Set --n_trials to control how many configurations to try (default 20).
Full argument reference¶
| Argument | Default | Description |
|---|---|---|
--data_path_train |
(required) | Path to training data |
--max_samples |
None | Max files per class |
--upsample_ratio |
0.5 | Minority class upsample ratio |
--sample_rate |
24000 | Audio sample rate (Hz) |
--num_mels |
64 | Number of mel frequency bins |
--spec_width |
256 | Spectrogram width (frames) |
--fft_length |
512 | FFT window length |
--chunk_duration |
3 | Chunk duration (seconds) |
--max_duration |
60 | Max seconds to load per file |
--audio_frontend |
hybrid | librosa, hybrid, raw, mfcc, or log_mel |
--mag_scale |
pwl | pwl, pcen, db, or none |
--embeddings_size |
256 | Embedding channels before head |
--alpha |
1.0 | Model width scaling |
--depth_multiplier |
1 | Block repeats per stage |
--frontend_trainable |
False | Make frontend weights trainable |
--mixup_alpha |
0.2 | Mixup alpha (0 disables) |
--mixup_probability |
0.25 | Fraction of batch to mix |
--no_spec_augment |
False | Disable SpecAugment masking (on by default) |
--freq_mask_max |
8 | Max frequency mask width (bins) |
--time_mask_max |
25 | Max time mask width (frames) |
--dropout |
0.5 | Dropout rate before classifier head |
--optimizer |
adam | adam, sgd, or adamw |
--weight_decay |
0.0 | Weight decay (adamw only) |
--loss |
auto | auto (BCE) or focal |
--focal_gamma |
2.0 | Focal loss focusing parameter |
--label_smoothing |
0.1 | Label smoothing factor (0 = off) |
--no_se |
False | Disable SE channel attention (on by default) |
--se_reduction |
8 | SE channel reduction factor |
--no_inverted_residual |
False | Use plain DS blocks (inverted residuals on by default) |
--expansion_factor |
2 | Expansion factor for inverted residuals |
--use_attention_pooling |
False | Use attention pooling instead of GAP |
--n_mfcc |
20 | Number of MFCC coefficients (mfcc frontend only) |
--grad_clip |
1.0 | Max gradient norm for clipping (0 = disabled) |
--no_class_weights |
False | Disable balanced class weighting (on by default) |
--mixed_precision |
False | Enable FP16 mixed precision training |
--resume |
False | Resume training from checkpoint |
--seed |
42 | Random seed |
--batch_size |
32 | Batch size |
--num_workers |
8 | Parallel data loading workers (0 = sequential) |
--max_chunks_per_file |
3 | Max salient chunks per file open (reduces redundant I/O) |
--epochs |
50 | Number of epochs |
--learning_rate |
0.001 | Initial learning rate |
--val_split |
0.2 | Validation split fraction |
--checkpoint_path |
checkpoints/best_model.keras | Output path (.keras) |
--tune |
False | Run Optuna hyperparameter search |
--n_trials |
20 | Number of Optuna trials |
--qat |
False | Quantization-aware fine-tuning |
--linear_probe |
False | Freeze backbone and train only classifier head |
Data pipeline¶
The training pipeline uses a multiprocessing pool for parallel data loading, bypassing the GIL so FLAC decode, resampling, smart-crop, and spectrogram computation run across separate CPU cores.

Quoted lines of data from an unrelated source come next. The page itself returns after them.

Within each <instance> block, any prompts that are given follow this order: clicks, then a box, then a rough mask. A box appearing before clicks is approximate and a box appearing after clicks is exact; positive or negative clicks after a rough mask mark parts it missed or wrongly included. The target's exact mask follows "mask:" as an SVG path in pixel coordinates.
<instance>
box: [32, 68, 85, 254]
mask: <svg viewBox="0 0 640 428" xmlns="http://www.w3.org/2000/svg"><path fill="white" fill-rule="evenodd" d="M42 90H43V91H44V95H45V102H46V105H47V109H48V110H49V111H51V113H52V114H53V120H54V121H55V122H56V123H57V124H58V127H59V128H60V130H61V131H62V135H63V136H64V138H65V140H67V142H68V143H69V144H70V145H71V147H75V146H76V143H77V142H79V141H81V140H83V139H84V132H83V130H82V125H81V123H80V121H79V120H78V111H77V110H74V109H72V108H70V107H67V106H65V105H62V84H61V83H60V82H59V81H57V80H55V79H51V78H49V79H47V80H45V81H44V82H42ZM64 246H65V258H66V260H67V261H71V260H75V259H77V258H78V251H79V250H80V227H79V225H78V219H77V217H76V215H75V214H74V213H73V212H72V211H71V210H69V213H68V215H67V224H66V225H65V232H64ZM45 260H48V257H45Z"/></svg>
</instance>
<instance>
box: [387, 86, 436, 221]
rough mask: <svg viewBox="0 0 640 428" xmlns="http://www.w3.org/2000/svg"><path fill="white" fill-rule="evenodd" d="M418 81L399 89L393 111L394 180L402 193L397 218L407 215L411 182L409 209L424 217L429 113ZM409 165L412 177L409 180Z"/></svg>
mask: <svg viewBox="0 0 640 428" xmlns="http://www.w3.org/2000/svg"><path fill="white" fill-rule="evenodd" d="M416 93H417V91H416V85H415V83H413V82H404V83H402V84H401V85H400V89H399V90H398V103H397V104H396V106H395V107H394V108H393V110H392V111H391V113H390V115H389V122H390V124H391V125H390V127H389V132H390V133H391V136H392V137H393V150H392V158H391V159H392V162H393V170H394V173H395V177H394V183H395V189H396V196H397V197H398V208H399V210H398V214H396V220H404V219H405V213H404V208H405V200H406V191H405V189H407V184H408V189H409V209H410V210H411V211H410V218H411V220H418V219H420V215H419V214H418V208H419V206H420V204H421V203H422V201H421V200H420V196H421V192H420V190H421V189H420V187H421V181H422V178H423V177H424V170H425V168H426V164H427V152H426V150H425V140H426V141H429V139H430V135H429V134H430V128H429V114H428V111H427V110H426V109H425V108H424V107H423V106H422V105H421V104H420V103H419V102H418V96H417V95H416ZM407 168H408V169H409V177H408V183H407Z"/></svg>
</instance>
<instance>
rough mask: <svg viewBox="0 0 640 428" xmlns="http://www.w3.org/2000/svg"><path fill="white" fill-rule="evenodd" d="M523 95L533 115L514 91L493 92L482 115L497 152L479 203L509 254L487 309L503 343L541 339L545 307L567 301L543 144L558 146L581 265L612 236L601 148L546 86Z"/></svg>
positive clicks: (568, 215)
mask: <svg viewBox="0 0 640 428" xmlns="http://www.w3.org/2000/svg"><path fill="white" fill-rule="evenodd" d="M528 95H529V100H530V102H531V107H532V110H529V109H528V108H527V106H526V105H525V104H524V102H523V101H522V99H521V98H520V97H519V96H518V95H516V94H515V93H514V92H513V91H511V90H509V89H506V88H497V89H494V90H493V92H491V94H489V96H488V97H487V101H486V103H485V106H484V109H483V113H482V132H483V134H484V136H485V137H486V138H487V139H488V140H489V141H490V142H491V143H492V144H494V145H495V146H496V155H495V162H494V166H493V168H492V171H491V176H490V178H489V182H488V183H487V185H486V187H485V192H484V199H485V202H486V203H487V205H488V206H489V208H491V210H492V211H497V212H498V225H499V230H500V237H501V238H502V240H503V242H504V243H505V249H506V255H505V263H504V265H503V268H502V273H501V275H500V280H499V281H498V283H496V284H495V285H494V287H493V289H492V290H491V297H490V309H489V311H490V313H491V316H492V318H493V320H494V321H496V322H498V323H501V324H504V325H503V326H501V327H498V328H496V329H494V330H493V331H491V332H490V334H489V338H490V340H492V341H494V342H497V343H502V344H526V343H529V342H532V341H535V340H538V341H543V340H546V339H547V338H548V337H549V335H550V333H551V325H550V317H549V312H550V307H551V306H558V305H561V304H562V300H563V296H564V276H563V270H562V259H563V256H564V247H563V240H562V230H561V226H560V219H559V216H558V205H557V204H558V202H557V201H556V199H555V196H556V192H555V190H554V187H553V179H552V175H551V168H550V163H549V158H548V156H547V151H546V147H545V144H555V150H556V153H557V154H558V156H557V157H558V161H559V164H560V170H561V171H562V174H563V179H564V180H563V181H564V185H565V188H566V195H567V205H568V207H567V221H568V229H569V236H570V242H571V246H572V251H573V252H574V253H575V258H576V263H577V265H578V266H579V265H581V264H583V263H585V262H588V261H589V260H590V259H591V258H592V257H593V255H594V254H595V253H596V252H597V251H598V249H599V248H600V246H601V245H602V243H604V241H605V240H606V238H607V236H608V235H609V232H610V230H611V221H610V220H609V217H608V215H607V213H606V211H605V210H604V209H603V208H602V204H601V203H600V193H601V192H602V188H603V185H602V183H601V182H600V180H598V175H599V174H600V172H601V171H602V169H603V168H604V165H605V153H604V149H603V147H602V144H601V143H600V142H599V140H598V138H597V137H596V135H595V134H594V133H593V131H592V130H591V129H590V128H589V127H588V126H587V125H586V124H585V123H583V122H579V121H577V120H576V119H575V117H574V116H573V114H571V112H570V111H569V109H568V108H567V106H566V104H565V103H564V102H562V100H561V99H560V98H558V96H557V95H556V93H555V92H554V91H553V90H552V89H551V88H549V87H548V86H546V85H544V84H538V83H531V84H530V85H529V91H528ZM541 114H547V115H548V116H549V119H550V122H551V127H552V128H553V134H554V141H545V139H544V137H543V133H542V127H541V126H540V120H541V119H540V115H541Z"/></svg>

When --max_chunks_per_file is greater than 1 (default 3), each file open
extracts multiple salient chunks which are buffered in a shuffled in-memory
reservoir (~135 MB for 512 samples). This dramatically reduces I/O for
long recordings: a 60 s file decoded once yields 3 usable chunks instead of
re-opening the same file 3 times across epochs.
The reservoir maintains batch diversity by shuffling samples from many different files before yielding them. With a reservoir of 512 samples from ~200 different files, the probability of two chunks from the same file landing in one batch of 32 is negligible.
Tune with:
--num_workers N— number of worker processes (default 8, 0 = sequential)--max_chunks_per_file N— chunks per file open (default 3, 1 = original behavior)
Noise classes¶
Place audio in folders named noise, silence, background, or other
under data/train/. These receive all-zero label vectors and help the model
learn to reject non-bird sounds.